The heart of the system is a function that takes the previous and next index (either may be missing at the edges) and returns a new value between them.Conceptually:
  1. Measure the gap between prev and next when both exist. A common pattern is to step a fraction of that gap (for example one third of the span) so you leave room for future inserts on either side.
  2. Apply a fixed minimum step (e.g. 0.001) so tiny gaps still produce distinct values after rounding.
  3. Add jitter — a small random component (e.g. derived from a five-digit random value) so concurrent clients rarely pick the exact same float.
  4. Round to a fixed number of decimal places (e.g. five) so storage and JSON stay stable and comparisons stay predictable.
Edge cases are handled explicitly: inserting at the head (no prev), at the tail (no next), or into an empty list (neither neighbor).

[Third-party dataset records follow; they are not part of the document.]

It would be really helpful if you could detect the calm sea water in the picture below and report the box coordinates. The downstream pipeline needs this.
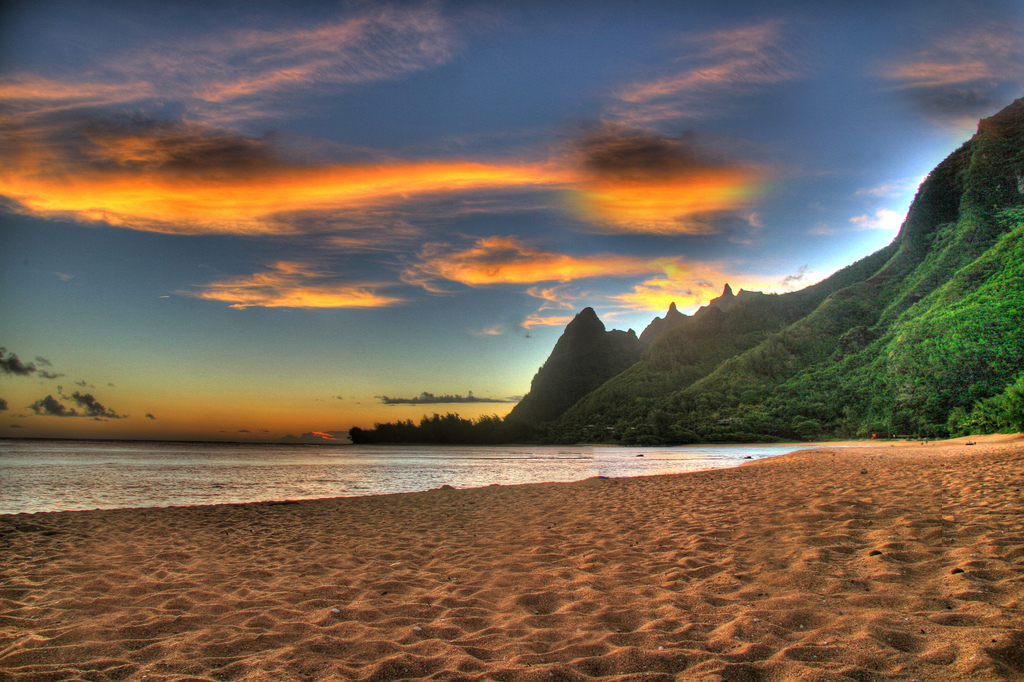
[0,440,815,514]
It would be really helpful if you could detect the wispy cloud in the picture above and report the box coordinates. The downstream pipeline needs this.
[29,387,126,421]
[377,391,519,404]
[850,209,903,231]
[0,114,572,235]
[0,111,771,236]
[188,261,402,308]
[0,3,459,122]
[519,310,575,330]
[0,348,65,379]
[402,237,660,292]
[611,20,805,124]
[879,23,1024,126]
[567,125,770,235]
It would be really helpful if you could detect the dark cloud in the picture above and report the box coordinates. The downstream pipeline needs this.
[71,391,126,419]
[29,386,126,420]
[573,124,721,180]
[62,117,284,173]
[0,348,36,377]
[779,265,807,288]
[906,87,1004,121]
[377,391,518,404]
[29,395,81,417]
[0,348,63,379]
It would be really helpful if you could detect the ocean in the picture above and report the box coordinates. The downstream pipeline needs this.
[0,439,803,514]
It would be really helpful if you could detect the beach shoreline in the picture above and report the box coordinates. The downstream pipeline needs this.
[0,434,1024,680]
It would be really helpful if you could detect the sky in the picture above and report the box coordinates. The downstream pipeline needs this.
[0,0,1024,442]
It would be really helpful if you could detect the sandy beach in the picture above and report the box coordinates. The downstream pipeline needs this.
[0,435,1024,682]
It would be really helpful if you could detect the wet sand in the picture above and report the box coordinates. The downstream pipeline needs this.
[0,435,1024,682]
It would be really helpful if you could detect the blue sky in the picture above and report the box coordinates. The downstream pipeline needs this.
[0,1,1024,439]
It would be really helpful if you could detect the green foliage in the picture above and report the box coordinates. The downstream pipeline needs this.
[352,100,1024,445]
[549,102,1024,444]
[348,413,534,445]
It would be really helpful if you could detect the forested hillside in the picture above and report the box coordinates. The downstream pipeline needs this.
[547,100,1024,443]
[353,99,1024,444]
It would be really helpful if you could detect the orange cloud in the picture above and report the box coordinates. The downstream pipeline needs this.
[188,261,403,308]
[519,312,573,329]
[402,237,656,289]
[569,168,762,235]
[0,116,768,235]
[881,26,1024,88]
[566,126,768,235]
[0,139,568,235]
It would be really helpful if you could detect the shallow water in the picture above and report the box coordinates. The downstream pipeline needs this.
[0,440,802,514]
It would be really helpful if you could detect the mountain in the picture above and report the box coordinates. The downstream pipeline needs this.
[528,99,1024,443]
[507,308,640,425]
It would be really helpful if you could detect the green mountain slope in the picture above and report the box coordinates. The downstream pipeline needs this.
[506,308,640,425]
[548,100,1024,443]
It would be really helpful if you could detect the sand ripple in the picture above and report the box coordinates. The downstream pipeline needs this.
[0,439,1024,682]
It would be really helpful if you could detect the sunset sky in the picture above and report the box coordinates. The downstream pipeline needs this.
[0,0,1024,441]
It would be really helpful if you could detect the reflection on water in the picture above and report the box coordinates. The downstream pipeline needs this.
[0,440,815,514]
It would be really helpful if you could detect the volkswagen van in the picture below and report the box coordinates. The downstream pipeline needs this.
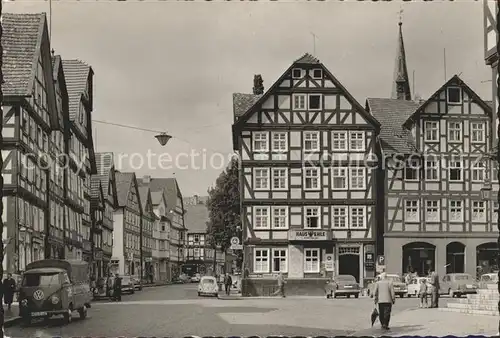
[19,259,92,323]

Reference implementation (TypeScript-style)

The following mirrors the behavior described in the slide deck: bounded step, jitter, and fixed precision.
const DECIMALS = 5
const MIN_STEP = 0.001
 
/** Map 0..99999 → tiny positive jitter (deck: five-digit random component). */
function jitter(): number {
  return Math.floor(Math.random() * 100_000) / 1_000_000_000
}
 
function round5(n: number): number {
  const f = 10 ** DECIMALS
  return Math.round(n * f) / f
}
 
/**
 * Returns a new fractional index between prev and next (exclusive bounds when both set).
 */
export function generateFractionalIndex(prev: number | null, next: number | null): number {
  const j = jitter()
 
  if (prev == null && next == null) {
    return round5(0.5 + j)
  }
  if (prev == null) {
    return round5(next! - MIN_STEP + j)
  }
  if (next == null) {
    return round5(prev + MIN_STEP + j)
  }
 
  const span = next - prev
  const step = Math.max(span / 3, MIN_STEP)
  const candidate = prev + step + j
  // Stay strictly inside (prev, next) if jitter overshoots
  const capped = Math.min(candidate, next - MIN_STEP / 2)
  return round5(Math.max(capped, prev + MIN_STEP / 2))
}
Store these numbers in the database as REAL/DOUBLE or as a fixed-precision string; sort by the numeric value for display order.

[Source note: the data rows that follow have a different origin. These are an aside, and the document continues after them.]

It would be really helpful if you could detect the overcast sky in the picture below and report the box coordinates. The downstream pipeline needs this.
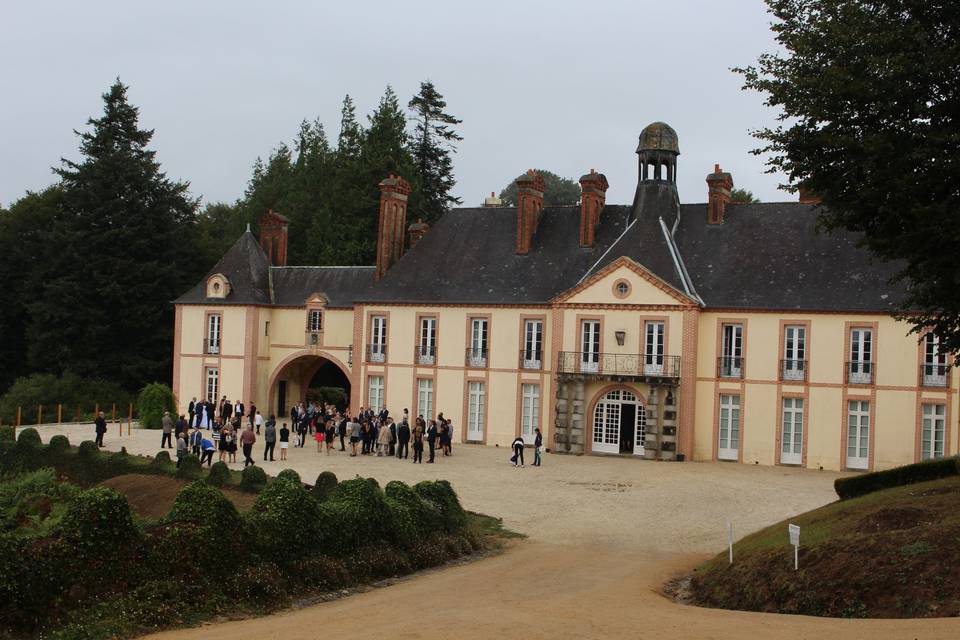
[0,0,794,206]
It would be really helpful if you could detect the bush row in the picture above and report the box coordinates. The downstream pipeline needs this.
[833,456,960,500]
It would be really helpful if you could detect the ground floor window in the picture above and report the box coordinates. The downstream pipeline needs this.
[367,376,383,413]
[717,394,740,460]
[920,404,947,460]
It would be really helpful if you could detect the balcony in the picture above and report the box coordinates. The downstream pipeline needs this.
[520,348,543,371]
[466,347,487,369]
[780,360,807,382]
[557,351,680,380]
[367,343,387,363]
[920,364,953,388]
[413,344,437,367]
[717,356,743,380]
[847,361,877,384]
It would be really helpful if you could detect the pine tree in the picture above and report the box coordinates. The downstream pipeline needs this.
[27,79,197,390]
[408,80,463,224]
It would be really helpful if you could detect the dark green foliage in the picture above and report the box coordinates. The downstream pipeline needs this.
[240,465,267,493]
[137,382,177,429]
[833,457,960,500]
[177,453,203,480]
[313,471,337,502]
[414,480,467,533]
[736,0,960,354]
[207,460,230,487]
[60,487,142,557]
[500,169,580,207]
[277,469,303,484]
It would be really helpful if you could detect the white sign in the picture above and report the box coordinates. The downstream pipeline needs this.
[787,524,800,547]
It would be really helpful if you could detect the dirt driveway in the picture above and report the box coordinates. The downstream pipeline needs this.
[41,427,960,640]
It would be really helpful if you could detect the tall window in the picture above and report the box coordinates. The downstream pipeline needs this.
[522,320,543,369]
[580,320,600,373]
[367,376,383,413]
[520,384,540,443]
[780,326,807,380]
[205,313,223,353]
[417,378,433,420]
[717,394,740,460]
[370,316,387,362]
[921,333,948,387]
[467,318,488,367]
[307,309,323,333]
[920,404,947,460]
[847,400,870,469]
[847,328,873,384]
[417,318,437,365]
[780,398,803,464]
[467,382,486,441]
[207,367,220,403]
[643,321,664,375]
[720,324,743,378]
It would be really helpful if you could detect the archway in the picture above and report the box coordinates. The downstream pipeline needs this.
[267,352,351,418]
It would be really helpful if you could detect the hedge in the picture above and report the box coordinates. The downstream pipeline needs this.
[833,456,960,500]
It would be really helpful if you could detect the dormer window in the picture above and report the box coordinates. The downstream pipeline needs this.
[207,273,230,298]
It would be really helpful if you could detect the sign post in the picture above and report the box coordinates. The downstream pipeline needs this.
[787,524,800,571]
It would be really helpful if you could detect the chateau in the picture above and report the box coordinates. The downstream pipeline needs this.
[173,122,958,469]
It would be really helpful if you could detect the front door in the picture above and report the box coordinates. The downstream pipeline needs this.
[780,398,803,464]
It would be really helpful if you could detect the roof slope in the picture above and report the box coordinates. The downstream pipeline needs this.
[675,202,904,312]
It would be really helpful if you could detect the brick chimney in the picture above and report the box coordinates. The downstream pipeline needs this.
[258,209,290,267]
[580,169,610,247]
[797,184,820,204]
[707,164,733,224]
[407,220,430,250]
[375,173,410,280]
[516,169,543,255]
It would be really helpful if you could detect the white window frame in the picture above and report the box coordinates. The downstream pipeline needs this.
[367,376,383,414]
[522,319,543,370]
[717,393,743,460]
[920,402,947,460]
[846,399,872,469]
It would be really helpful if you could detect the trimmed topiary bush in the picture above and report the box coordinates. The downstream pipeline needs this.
[240,465,267,493]
[313,471,337,502]
[833,457,960,500]
[177,453,203,480]
[277,469,303,484]
[207,460,230,487]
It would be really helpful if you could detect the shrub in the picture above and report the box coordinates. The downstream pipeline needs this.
[240,465,267,493]
[277,469,303,484]
[60,487,141,557]
[207,460,230,487]
[833,457,960,500]
[313,471,337,502]
[414,480,467,533]
[137,382,177,429]
[177,453,203,480]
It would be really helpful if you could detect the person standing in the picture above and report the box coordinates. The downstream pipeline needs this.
[160,411,173,449]
[533,427,543,467]
[427,420,437,464]
[240,425,257,468]
[257,413,277,462]
[93,411,107,448]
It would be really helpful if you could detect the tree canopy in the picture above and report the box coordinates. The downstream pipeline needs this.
[500,169,580,207]
[736,0,960,354]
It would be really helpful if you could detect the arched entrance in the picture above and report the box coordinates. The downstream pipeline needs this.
[268,353,351,417]
[590,388,647,456]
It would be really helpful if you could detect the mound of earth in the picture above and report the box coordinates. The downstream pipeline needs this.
[100,474,257,518]
[682,478,960,618]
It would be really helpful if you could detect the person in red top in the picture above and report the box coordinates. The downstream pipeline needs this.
[240,424,257,468]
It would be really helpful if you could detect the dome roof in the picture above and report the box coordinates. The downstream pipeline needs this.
[637,122,680,155]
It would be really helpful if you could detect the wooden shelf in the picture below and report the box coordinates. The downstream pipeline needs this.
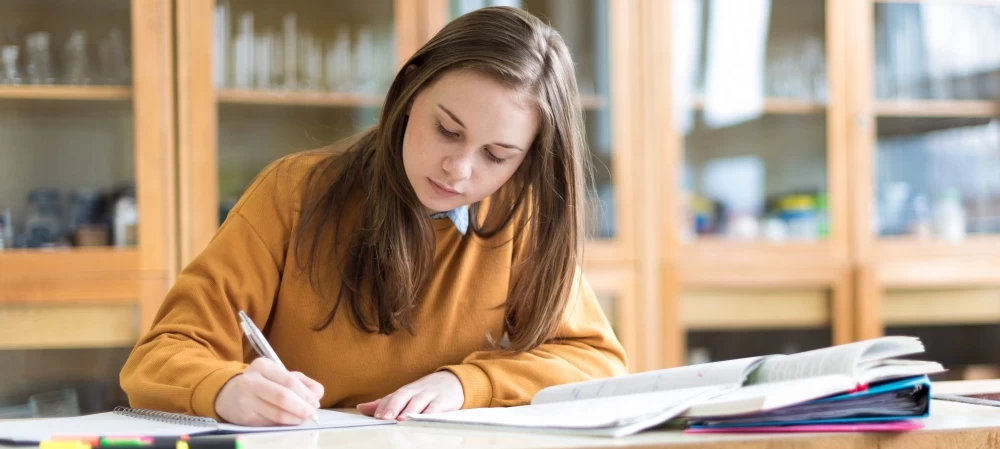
[692,97,826,115]
[671,238,849,288]
[216,89,608,109]
[0,85,132,101]
[580,95,608,109]
[875,99,1000,117]
[0,304,139,349]
[0,247,139,276]
[0,248,166,304]
[681,288,831,331]
[875,235,1000,259]
[874,0,1000,5]
[216,89,384,107]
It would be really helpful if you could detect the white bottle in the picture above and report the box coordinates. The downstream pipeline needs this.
[934,188,965,243]
[114,195,139,248]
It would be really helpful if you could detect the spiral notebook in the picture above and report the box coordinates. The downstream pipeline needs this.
[0,407,394,445]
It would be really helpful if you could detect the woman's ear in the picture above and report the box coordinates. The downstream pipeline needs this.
[403,64,417,117]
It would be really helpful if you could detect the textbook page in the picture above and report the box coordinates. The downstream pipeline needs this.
[404,386,728,436]
[750,337,923,384]
[531,357,764,404]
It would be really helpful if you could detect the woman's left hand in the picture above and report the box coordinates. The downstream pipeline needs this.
[358,371,465,421]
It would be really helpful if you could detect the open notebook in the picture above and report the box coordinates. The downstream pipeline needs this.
[406,337,944,436]
[0,407,394,444]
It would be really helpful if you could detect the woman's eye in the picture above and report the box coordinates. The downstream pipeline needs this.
[437,122,458,138]
[483,147,507,165]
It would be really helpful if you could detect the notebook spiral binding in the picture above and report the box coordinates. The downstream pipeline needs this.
[113,406,218,427]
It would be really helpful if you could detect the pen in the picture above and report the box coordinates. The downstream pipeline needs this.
[239,310,319,424]
[39,437,243,449]
[39,435,243,449]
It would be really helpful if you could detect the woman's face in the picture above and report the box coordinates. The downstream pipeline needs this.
[403,70,539,213]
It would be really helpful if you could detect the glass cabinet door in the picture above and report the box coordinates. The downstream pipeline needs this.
[869,2,1000,244]
[449,0,631,260]
[651,0,853,365]
[670,0,844,243]
[0,0,138,250]
[855,0,1000,379]
[178,0,416,262]
[0,0,175,419]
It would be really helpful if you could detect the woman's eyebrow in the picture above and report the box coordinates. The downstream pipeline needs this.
[438,103,465,128]
[438,103,524,153]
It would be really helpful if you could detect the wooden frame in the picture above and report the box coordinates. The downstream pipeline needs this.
[0,0,176,347]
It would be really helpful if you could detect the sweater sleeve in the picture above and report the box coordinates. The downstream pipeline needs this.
[441,270,627,408]
[120,159,293,419]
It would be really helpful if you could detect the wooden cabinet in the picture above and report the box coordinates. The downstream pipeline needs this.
[0,0,176,349]
[176,0,421,265]
[643,0,853,365]
[7,0,1000,378]
[848,1,1000,372]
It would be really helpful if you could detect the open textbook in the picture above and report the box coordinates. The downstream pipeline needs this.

Collision probability and step size

Tighter minimum steps and higher decimal precision give more distinct slots before two clients collide. The deck summarizes how step size trades off against the effective key space (illustrative orders of magnitude):
Step sizeOrder of magnitude for “slots” in a unit intervalCollision risk (intuition)
0.01~10² distinct steps per order of magnitudeHigher
0.001~10³Lower
0.0001~10⁴Lower still
Jitter pushes concurrent collisions from “same float” to “astronomically unlikely” for typical apps; if you need stronger guarantees, pair fractional keys with a tie-breaker (timestamp, client id, or lexicographic suffix).

Packaging and integration

A small fractional-indexing module can wrap:
  • Key generation (single and bulk),
  • Validation that keys stay ordered,
  • Helpers for “move block from index A to between B and C”.
That keeps your UI and sync layer thin: columns only store id, position_key, and maybe updated_at.

Open source: frac-indexes

The reference implementation and packaging from the same project line live here:Contributions and issue reports are welcome if you extend the API or harden edge cases for your stack.

Takeaways

  • Fractional indexing avoids global renumbering by always allocating keys between neighbors.
  • Jitter + fixed decimal rounding keep concurrent inserts from colliding in practice.
  • Head, middle, and tail insertion share one mental model—pass null for the missing neighbor.
  • For production, combine with bulk and move helpers, and tune step size / precision to your expected list depth and concurrency.
“The only source of knowledge is experience.”